Let P=(a,b)
P lies on x^{3}-8x
The slope dy/dx at P is equal to the slope of the straight line between (a,b) and (4,0)
I am working with derivatives and the problem is:
The flight of a spaceship is described by the curve y = x^3 - 8x, x> 0. if the engine is shut off at point P, the space ship will fly off along the tangent line at P. If the spaceship is moving left to right, at what point should the engine be shut down in or to reach the point (4,0)
I know dy/dx is 3x^2 - 8
I'm not getting the answer though. not sure what I am missing, I know I should know how to solve this but it is escaping me at the moment. help would be greatly appreciated.
thank you!
In space there is no free fall.

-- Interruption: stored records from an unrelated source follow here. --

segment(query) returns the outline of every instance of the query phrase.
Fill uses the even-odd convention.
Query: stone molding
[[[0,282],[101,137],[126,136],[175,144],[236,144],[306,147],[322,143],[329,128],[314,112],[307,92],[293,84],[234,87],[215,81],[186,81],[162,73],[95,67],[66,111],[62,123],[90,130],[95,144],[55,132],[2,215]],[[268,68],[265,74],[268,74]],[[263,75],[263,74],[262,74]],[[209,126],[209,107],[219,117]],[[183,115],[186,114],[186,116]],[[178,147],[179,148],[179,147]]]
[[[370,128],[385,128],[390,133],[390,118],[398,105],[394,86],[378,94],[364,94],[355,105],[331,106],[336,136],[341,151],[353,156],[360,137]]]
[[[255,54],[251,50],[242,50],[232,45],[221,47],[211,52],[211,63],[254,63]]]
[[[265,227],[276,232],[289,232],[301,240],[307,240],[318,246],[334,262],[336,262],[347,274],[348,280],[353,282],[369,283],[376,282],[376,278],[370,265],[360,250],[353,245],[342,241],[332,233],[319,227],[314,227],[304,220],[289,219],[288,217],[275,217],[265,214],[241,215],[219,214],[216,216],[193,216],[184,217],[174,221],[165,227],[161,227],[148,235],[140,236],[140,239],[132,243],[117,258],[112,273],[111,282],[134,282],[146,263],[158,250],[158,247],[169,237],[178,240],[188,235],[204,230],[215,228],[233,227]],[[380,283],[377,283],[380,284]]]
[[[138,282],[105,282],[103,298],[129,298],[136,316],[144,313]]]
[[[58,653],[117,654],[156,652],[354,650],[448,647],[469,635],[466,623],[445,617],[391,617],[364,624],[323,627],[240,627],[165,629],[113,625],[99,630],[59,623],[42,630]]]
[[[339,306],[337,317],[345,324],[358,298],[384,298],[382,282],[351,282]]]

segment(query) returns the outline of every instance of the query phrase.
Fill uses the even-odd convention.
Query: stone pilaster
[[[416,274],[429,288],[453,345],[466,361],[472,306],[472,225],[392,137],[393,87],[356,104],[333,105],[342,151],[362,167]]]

If the engin is turned off at a point P(x,y), it continues in a rectilinear motion in the direction where it was at P. This direction is the tangent line to the accelerated trajectory y = x^3 - 8x ar P. The change in y direction is delta(y) = (0-y) and the change in x is delta(x) = (4-x) where x and y are the coordinates of P. Then the tan of the angle opposite to delta(y) is just delta(y)/delta(x). But this is the slope of the tangent line to the accelerated trajectory whch is y'. Equate these slopes and solve for x, the use that value of x in y = x^3 - 8x to locate P.
if I put 4 in and do f(4) and f'(4) - get 32 and 40, 32-40 is -8 which is the point for y and solve for x in f(x) x = 2 but also x = -1 +/1 sqrt(5).
Can you please show me how you would work this out, I think I am overworking it.
I know the answer is (2,-8)